Project 1: Chess Tournament

Author

Kristoff Oliphant

Introduction

We are now up to our first project! In this project we’re tasked with a structured text file that has results from 64 players from a chess tournament info text file. This file includes values such as player name, player state, total number of points, players pre-rating, and average pre-chess rating of opponents. The goal for this project is to create a quarto file that generates a csv file which could also be successfully imported into a SQL database.

Planned Workflow

I’ll use tidyverse to pull the raw text into R and proceed to isolate the player data that’s relevant to the task by filtering out the dashed lines and skipping the initial header rows. This will help leave ideally a clean structure for me to use and to help easily differentiate the data on each player provided. I’ll split the data into two subsets by using odd and even indexing where one subset includes information like name and total points, and the other contains secondary details like state and pre-rating. After separating the data I’ll use the stringr package to extract specific attributes and target strings between pipe delimiters for names and states.
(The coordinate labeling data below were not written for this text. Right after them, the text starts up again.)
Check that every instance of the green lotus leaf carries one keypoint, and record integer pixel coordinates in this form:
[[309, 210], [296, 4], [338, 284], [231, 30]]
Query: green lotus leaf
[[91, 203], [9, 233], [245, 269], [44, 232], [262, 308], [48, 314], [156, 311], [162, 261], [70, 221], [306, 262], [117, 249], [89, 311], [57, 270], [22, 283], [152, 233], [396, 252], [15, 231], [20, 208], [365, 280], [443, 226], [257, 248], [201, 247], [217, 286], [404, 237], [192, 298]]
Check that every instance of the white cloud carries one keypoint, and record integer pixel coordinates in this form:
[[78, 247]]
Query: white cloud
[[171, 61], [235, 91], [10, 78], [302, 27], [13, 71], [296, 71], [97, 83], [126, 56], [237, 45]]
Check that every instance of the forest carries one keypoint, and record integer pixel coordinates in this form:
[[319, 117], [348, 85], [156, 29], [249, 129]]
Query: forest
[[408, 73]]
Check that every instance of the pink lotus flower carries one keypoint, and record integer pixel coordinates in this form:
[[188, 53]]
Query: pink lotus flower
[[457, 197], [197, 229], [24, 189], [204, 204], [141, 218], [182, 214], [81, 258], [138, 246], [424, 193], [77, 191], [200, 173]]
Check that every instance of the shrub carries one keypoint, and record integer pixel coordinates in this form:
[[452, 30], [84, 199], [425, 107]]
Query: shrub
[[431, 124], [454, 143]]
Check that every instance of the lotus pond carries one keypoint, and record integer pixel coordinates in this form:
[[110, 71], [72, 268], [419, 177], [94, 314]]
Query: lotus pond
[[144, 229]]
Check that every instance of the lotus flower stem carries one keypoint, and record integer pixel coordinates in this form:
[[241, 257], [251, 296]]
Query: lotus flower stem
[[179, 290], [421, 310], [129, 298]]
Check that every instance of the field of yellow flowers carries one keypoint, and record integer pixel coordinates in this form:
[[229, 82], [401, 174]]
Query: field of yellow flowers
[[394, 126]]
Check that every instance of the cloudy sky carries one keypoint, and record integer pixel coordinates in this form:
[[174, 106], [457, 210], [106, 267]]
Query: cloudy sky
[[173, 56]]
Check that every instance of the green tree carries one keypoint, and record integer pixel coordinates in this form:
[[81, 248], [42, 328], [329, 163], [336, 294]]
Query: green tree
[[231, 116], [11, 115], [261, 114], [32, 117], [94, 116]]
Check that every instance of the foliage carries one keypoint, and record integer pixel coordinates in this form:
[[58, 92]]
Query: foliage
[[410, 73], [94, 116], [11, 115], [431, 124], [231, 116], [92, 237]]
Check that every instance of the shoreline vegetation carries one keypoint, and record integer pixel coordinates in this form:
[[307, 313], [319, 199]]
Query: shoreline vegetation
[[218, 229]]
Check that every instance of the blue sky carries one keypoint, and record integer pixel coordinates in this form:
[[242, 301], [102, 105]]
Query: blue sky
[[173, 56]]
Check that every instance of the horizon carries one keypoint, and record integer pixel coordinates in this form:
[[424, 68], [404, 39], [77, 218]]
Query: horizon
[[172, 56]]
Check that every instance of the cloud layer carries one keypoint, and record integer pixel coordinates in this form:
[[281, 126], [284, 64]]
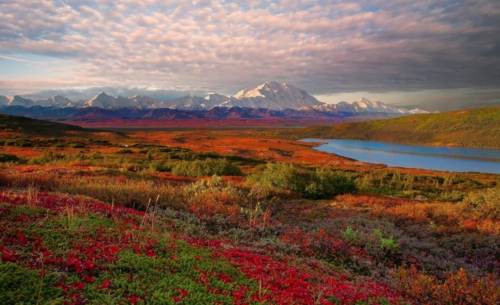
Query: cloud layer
[[325, 47]]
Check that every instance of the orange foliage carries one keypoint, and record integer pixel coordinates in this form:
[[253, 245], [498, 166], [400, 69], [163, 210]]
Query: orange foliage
[[458, 288]]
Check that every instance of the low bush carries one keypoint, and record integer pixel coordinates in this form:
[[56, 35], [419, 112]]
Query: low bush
[[458, 288], [208, 167], [9, 158], [318, 184], [485, 204]]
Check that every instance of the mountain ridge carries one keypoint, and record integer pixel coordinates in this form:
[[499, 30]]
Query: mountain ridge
[[271, 95], [476, 127]]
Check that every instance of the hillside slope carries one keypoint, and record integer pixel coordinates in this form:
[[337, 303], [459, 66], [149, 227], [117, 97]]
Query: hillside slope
[[479, 127], [33, 126]]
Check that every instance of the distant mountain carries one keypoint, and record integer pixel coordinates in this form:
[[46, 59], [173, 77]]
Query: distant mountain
[[272, 95], [365, 106], [269, 95], [479, 127]]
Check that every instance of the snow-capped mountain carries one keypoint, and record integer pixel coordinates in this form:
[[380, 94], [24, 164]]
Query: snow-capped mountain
[[269, 95], [4, 100], [272, 95]]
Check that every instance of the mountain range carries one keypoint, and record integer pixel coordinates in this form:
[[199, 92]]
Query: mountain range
[[268, 100]]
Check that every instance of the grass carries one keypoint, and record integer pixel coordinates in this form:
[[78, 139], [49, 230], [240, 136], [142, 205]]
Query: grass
[[134, 222]]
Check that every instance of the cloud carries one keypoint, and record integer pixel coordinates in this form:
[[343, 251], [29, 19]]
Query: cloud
[[323, 46]]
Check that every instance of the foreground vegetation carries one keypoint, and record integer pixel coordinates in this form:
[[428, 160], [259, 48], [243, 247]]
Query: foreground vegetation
[[126, 219]]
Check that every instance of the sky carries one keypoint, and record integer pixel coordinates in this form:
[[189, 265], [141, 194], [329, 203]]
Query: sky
[[435, 53]]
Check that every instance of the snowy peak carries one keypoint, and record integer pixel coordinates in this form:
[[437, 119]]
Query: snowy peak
[[273, 95]]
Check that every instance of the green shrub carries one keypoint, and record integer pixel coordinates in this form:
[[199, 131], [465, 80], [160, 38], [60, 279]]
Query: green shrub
[[22, 286], [208, 167], [47, 157], [484, 203], [9, 158], [280, 175], [325, 183], [321, 183]]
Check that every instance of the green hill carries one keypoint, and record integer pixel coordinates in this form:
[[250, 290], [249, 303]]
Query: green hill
[[479, 127], [35, 127]]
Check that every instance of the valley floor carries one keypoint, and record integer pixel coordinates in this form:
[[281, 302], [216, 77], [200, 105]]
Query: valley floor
[[236, 217]]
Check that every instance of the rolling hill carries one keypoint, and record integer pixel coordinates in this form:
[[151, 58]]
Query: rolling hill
[[478, 127], [36, 127]]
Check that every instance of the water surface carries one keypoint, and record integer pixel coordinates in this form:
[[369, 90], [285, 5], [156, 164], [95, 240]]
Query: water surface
[[455, 159]]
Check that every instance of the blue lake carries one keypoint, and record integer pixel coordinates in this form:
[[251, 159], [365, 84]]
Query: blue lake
[[454, 159]]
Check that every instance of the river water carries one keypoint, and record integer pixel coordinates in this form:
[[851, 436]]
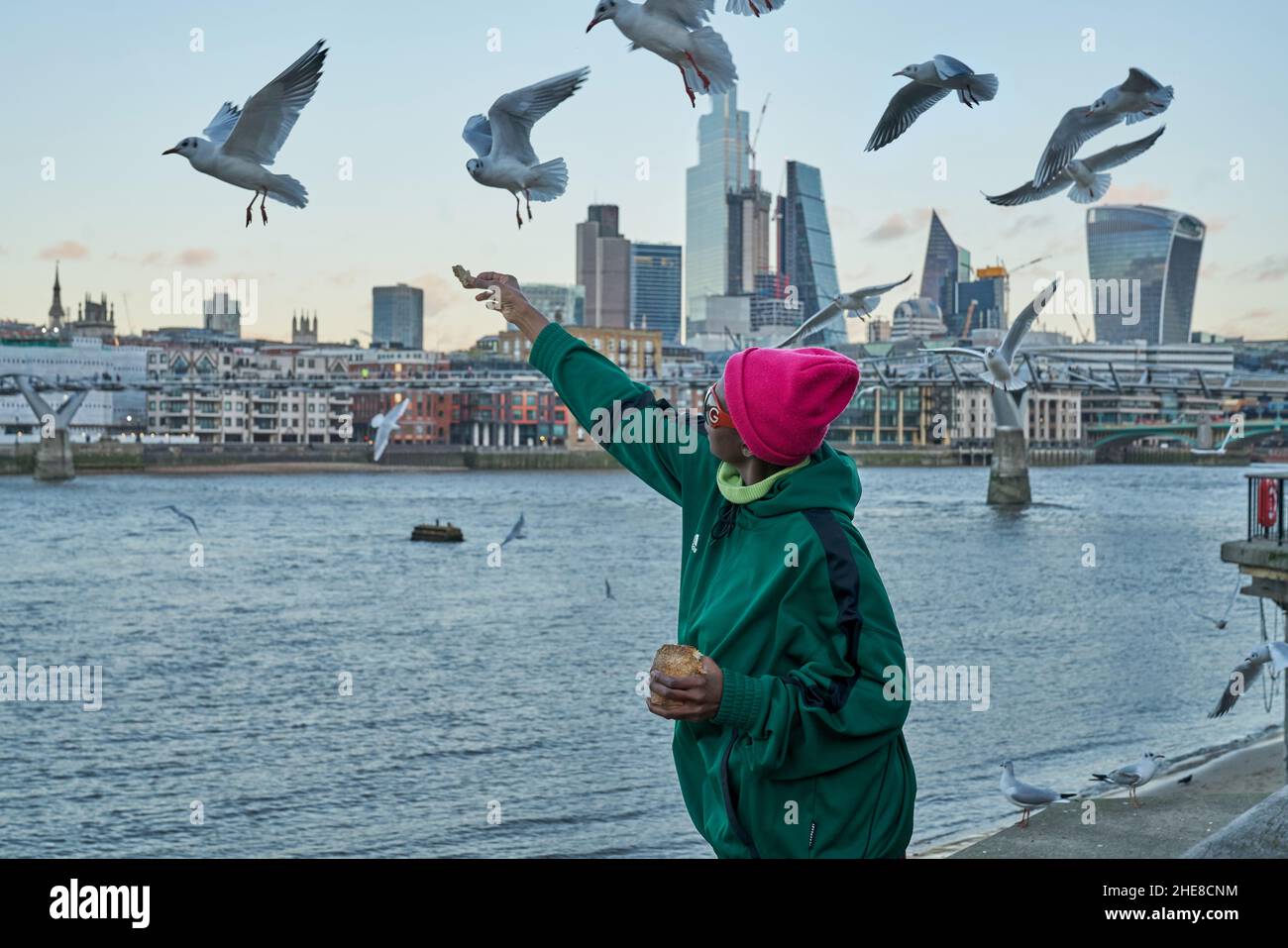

For the ratings I’ll isolate the pre-tournament rating digits and ensure that any post-rating are excluded for cleanliness. A lookup table would be something to create so it can help map every player ID to their corresponding pre-rating, while also writing a function to identify each player’s opponents. This can help look-up their respective ratings from the table and then calculate the arithmetic mean, using na.rm = TRUE to ensure that “byes” or unrated games don’t interfere with the final averages. Once we have all variables extracted and calculated, I’ll merge the components into a single unified data frame, export the data using write_csv to generate the completed tournament results csv file.

Anticipated Challenges

Some challenges I anticipate facing is to manage the players that have byes during their tournament run. It’s important that this is kept in mind so that it doesn’t interfere with the calculations of the average pre rating of opponents for each player. I can also see that transforming this data from its dotted lines to a usable dataframe in R can prove to be rough due to the fact that it has to be re-organized and maintain the integrity of the data.